Procurement leaders are increasingly asked to extract more value in light of unprecedented economic conditions. It is understood that pure sourcing alone does not optimise value and many organisations have pushed the boundaries of what is considered traditional purchasing.
So, how far do the boundaries extend? Organisations, even FTSE 100 and Fortune 500, have different procurement operating models. Many procurement functions are constrained by their remit and where organisational demarcation lines are drawn. In many instances procurement still stops when the contract is signed, missing the opportunity to drive additional value over the contract life and typically up to 50 per cent of the value can be lost.

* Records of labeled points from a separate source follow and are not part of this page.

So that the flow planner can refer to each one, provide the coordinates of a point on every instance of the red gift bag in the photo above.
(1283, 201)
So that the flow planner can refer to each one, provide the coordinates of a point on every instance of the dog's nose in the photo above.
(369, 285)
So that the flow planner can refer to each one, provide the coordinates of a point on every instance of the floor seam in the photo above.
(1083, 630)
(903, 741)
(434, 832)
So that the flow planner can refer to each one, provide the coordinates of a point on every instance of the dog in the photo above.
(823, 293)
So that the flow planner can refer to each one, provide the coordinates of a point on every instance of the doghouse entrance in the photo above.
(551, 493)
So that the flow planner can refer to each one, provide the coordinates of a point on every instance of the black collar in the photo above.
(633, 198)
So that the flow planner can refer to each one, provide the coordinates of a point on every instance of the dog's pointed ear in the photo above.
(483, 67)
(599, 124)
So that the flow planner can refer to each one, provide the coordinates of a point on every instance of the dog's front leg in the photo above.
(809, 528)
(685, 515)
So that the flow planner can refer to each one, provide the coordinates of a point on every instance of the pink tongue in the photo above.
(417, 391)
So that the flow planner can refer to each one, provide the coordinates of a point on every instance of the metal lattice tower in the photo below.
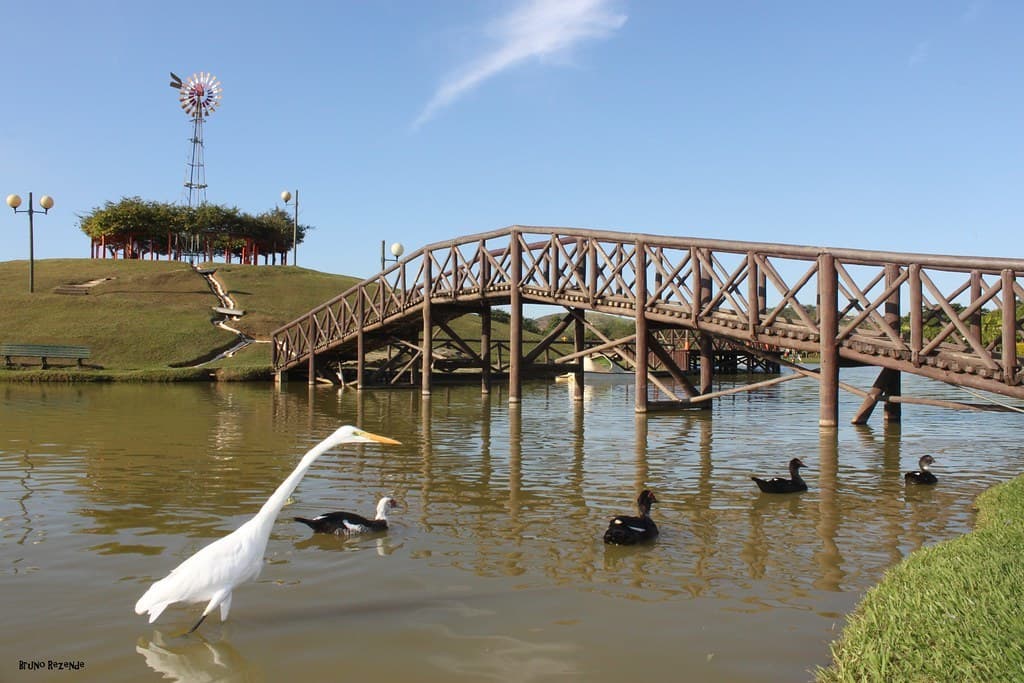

Maturity levels can be summarised as:
1. Localised basic sourcing
2. Strategic sourcing and contract management (not necessarily in the same structure)
3. End-to-end category management including category strategies and supplier relationship management
4. Full value procurement where the CPO sits on a level with the CFO and procurement are directly involved in business strategy and decisionmaking
A number of organisations are at or progressing to stage four, but remarkably few. This suggests that the majority of procurement functions have some way to go to deliver their full potential. There is a growing body of evidence that the higher the level of maturity, the greater the business benefit delivered.
In these times, how are procurement leaders going to answer the call of the CEO and CFO to increase benefit delivery? Is it to take the same approach as last time and squeeze out every last possible drop, or take the opportunity to push the boundaries into areas of untapped potential?
In 2012, how are you going to push the boundaries of procurement scope and increase value delivery?